My view is that this would still not be enough. I believe that the Celtic story will only take the football club so far in today’s game, even if it was fully exploited in such a manner that it took the club to a different financial level.
Celtic Football Club is undoubtedly a global brand:
It is a well know story that Celtic was founded with the charitable purpose of raising money to support the poor families living in the East End of Glasgow.
The name ‘Celtic’ was intended to reflect the coming together of Irish and Scottish communities, from which the club still draws considerable support today; both at home, and also across the various continents that became the settling place of the Scottish and Irish Diasporas.
Combined with successfully exploiting opportunities in newer geographical markets in recent years, such as Japan and South Korea, this is the bedrock of Celtic’s ability to operate as a global brand, despite the limitations of its current league context and its associated media revenues.
Therefore both in purpose and in name, it is a football club with an intrinsic social dimension and a very powerful global appeal. But relying on this story can only take Celtic so far.
Regrettably, whilst having a unique and inspirational story to share is vital to the club’s ability to tap into the potential of its globally dispersed supporters and admirers, the ability to compete with the world’s strongest (wealthiest) clubs seems likely to be choked off by the limited appeal of the rest of Scottish football in general.
And there is no way of getting around this problem without wholesale financial collapse of football leagues elsewhere at one extreme, creating opportunities for Scottish football to reposition itself accordingly; or parity of investment in our game with that of other major European leagues, at the other extreme.
Of course, neither is likely to happen; whilst other football leagues continue to get stronger, the rapidly diminishing appeal of Scottish football makes it impossible to attract the financial investment required to compete.

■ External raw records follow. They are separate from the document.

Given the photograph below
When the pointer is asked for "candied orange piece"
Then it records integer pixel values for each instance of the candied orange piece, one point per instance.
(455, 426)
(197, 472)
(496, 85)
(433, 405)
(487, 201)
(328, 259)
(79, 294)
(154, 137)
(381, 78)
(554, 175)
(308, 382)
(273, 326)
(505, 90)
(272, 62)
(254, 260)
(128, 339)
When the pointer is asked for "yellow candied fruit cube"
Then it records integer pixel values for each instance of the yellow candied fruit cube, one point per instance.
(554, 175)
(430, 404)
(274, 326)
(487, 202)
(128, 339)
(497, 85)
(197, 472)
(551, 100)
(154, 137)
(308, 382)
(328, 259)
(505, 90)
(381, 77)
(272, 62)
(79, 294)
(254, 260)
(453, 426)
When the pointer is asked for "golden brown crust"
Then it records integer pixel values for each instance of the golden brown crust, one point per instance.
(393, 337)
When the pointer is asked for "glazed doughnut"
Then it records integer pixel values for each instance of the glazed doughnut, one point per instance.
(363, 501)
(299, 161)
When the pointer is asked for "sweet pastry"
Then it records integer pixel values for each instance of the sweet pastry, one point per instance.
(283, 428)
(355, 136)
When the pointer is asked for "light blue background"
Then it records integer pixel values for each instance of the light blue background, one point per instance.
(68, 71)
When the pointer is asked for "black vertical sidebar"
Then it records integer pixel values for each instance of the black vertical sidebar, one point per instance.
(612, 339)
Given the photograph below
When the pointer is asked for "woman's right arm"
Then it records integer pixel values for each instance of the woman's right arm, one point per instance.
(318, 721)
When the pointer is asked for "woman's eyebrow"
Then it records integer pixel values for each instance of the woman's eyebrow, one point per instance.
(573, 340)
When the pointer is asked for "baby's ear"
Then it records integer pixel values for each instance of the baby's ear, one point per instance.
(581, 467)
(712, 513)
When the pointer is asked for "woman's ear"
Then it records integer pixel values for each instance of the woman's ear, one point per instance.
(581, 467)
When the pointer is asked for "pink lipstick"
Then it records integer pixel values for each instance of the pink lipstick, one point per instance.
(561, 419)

In the meantime, Celtic will just need to keep striving to punch above its commercially restricted weight, by relying on the continued interest of its globally dispersed supporter base, and on its domestic dominance offering a slender chance of a route into the more financially lucrative European competitions.

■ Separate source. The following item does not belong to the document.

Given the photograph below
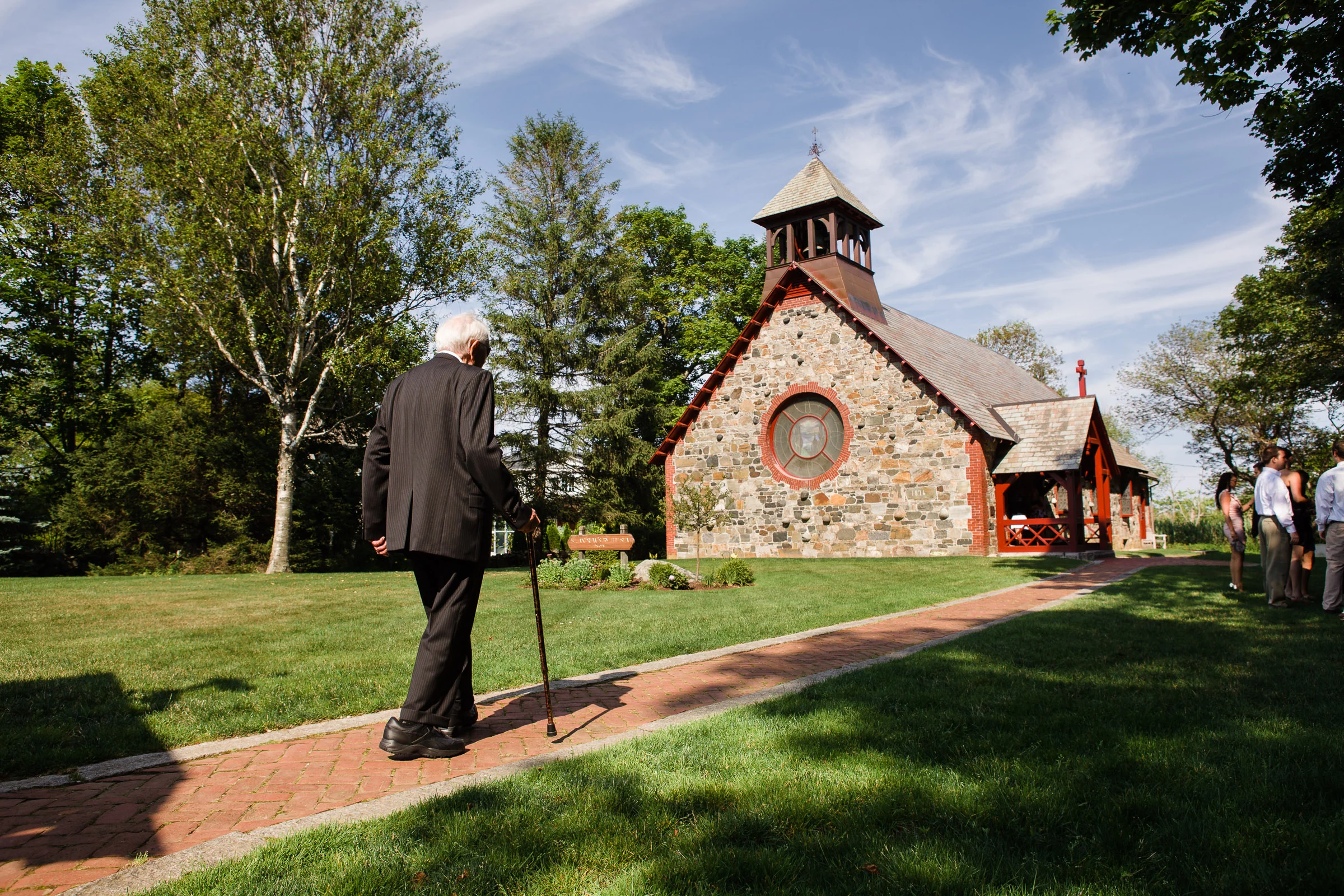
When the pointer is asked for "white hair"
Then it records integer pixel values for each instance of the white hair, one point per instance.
(458, 332)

And of course, this continued interest will never be guaranteed. Many local and expatriate supporters have been drifting away because of the sectarian poison and racial hatred that is generated when certain unsavoury elements of Scottish society choose to read more into the Celtic story than it actually contains, particularly when it is juxtaposed with negative intent with that of their former rivals, Rangers FC. And others have just found different sports in their new countries to follow.

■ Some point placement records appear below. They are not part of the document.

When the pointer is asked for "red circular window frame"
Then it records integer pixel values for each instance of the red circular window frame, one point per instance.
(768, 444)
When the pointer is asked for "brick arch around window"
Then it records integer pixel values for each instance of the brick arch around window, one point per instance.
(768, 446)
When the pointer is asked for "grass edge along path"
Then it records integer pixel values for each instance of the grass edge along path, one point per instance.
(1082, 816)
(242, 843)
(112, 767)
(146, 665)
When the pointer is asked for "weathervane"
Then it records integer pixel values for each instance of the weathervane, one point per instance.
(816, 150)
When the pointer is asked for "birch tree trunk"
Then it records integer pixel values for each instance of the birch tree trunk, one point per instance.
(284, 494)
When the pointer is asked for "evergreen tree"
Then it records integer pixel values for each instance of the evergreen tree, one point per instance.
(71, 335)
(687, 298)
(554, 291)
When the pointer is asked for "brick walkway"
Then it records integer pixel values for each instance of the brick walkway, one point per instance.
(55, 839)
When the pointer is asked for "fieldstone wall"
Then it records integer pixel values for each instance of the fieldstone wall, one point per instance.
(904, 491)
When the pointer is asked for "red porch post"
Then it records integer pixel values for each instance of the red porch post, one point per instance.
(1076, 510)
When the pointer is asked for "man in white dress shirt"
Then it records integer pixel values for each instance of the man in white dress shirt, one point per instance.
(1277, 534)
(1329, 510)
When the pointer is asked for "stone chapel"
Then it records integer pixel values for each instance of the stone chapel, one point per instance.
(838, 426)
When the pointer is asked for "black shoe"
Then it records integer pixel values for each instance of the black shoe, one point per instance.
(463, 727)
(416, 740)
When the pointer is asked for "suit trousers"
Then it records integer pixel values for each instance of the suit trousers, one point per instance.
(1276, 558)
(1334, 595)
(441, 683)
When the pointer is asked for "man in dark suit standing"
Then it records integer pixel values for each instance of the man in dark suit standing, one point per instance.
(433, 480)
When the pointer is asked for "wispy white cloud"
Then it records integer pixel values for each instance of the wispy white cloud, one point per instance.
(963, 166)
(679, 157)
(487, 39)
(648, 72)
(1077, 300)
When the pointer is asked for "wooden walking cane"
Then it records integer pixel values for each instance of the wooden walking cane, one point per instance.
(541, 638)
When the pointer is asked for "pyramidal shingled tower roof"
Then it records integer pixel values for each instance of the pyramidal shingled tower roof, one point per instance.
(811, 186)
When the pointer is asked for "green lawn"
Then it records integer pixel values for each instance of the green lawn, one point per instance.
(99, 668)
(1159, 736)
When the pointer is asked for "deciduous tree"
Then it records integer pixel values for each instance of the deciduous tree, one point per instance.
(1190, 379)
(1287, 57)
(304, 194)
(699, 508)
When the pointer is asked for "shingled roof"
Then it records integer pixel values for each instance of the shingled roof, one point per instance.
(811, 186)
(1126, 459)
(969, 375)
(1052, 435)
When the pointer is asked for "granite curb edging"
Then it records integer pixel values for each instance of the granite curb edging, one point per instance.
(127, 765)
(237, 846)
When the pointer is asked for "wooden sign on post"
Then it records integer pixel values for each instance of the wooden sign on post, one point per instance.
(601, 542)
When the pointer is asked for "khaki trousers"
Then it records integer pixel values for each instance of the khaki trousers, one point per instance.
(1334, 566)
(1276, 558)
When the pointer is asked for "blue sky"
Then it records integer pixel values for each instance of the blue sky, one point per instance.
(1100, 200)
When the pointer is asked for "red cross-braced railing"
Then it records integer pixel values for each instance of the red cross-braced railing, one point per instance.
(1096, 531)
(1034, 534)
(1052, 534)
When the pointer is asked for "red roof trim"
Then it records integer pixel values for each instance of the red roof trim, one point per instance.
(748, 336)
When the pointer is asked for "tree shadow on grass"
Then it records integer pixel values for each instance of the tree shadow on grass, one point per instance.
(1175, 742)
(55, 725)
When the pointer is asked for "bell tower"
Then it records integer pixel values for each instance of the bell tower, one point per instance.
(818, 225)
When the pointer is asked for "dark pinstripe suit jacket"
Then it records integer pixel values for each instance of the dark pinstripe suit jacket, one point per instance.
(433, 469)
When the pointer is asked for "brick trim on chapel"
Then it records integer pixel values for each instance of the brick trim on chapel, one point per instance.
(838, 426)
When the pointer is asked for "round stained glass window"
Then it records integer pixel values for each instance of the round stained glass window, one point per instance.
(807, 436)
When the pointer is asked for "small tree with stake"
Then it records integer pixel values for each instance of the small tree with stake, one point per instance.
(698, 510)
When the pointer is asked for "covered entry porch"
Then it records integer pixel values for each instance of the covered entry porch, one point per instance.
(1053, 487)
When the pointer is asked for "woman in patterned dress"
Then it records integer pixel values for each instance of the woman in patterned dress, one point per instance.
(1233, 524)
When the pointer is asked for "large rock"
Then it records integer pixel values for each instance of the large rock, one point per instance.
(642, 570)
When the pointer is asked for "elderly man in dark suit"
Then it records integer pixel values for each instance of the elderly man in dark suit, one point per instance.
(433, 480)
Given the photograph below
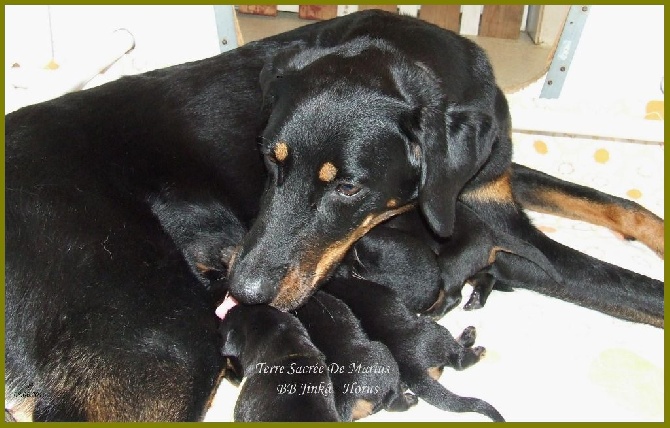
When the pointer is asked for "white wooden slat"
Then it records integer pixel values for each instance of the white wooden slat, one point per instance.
(470, 17)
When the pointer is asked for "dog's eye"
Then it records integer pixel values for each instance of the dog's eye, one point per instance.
(347, 189)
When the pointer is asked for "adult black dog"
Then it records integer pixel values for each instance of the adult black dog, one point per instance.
(361, 118)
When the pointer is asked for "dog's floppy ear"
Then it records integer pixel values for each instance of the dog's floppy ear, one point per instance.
(455, 144)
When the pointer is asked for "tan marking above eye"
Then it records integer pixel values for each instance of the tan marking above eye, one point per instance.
(327, 172)
(281, 151)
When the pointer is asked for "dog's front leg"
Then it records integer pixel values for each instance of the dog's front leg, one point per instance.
(471, 248)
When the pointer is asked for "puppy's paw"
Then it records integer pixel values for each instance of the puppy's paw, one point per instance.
(479, 351)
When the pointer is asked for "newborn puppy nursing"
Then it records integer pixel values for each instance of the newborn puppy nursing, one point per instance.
(420, 346)
(364, 374)
(285, 375)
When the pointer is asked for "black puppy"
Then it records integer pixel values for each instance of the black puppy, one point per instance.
(420, 346)
(364, 374)
(402, 262)
(285, 375)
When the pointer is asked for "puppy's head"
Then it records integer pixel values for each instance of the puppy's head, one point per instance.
(356, 134)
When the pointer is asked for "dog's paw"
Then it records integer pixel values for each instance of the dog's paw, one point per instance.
(467, 337)
(475, 301)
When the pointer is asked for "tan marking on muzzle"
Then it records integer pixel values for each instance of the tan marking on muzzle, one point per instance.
(281, 151)
(313, 268)
(327, 172)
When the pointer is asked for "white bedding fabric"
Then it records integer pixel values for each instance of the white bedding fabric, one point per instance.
(548, 360)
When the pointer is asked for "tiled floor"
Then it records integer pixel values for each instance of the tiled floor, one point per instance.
(516, 63)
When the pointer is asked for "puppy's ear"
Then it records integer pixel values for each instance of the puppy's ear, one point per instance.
(455, 145)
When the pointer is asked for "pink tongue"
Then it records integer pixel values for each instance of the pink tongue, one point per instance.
(228, 303)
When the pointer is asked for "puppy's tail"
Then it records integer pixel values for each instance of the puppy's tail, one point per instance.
(437, 395)
(541, 192)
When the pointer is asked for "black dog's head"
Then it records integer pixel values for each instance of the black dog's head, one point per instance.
(357, 133)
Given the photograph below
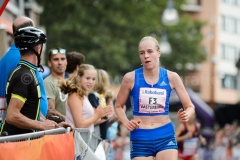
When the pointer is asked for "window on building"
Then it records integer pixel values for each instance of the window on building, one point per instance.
(230, 24)
(229, 53)
(229, 82)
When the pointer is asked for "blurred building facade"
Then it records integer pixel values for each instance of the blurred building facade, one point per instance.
(16, 8)
(216, 79)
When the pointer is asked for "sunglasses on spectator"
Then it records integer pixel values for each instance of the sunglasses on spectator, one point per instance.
(56, 51)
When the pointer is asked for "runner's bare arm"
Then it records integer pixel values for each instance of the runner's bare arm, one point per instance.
(177, 84)
(124, 91)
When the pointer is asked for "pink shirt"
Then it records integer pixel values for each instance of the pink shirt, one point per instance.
(87, 111)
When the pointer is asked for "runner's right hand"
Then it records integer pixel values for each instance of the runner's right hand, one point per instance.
(103, 111)
(132, 124)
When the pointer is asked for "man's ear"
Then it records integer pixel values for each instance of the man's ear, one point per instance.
(49, 64)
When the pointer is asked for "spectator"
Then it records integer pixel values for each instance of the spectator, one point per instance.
(74, 60)
(13, 56)
(56, 99)
(188, 135)
(101, 86)
(23, 87)
(79, 111)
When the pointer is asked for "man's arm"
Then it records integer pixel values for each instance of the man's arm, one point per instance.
(52, 111)
(14, 117)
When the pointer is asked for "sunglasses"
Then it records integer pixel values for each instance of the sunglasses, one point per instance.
(60, 50)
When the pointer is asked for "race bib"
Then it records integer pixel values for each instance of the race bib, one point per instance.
(152, 100)
(3, 107)
(190, 146)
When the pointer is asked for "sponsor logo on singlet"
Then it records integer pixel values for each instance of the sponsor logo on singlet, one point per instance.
(152, 100)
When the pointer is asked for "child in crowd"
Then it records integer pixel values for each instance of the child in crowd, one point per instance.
(79, 110)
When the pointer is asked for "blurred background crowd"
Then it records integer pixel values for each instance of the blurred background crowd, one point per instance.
(199, 39)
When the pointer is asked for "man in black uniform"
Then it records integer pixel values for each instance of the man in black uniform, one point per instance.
(23, 91)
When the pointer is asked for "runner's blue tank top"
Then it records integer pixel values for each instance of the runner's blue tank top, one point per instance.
(150, 100)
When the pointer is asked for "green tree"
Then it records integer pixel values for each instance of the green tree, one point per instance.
(107, 32)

So in the long term this may be as far as Celtic can go. Settling for an impressive global ranking, given the poverty of its domestic circumstances, may be the best that Celtic can hope for – and it would be no mean achievement to sustain this in the years to come – unless there was ambition among other similarly stunted clubs to radically alter the context of their game.
The Celtic story will always carry a great deal of weight for the club, generation after generation. There is no question of that. But there are many other clubs with their own great stories, each competing for a slice of the action.
In my opinion, it is not the story that will act as the catalyst for transformation, although it will definitely play a very significant part; it is simply the commercial appeal of the league in which Celtic plays, and unless that changes, nothing else will.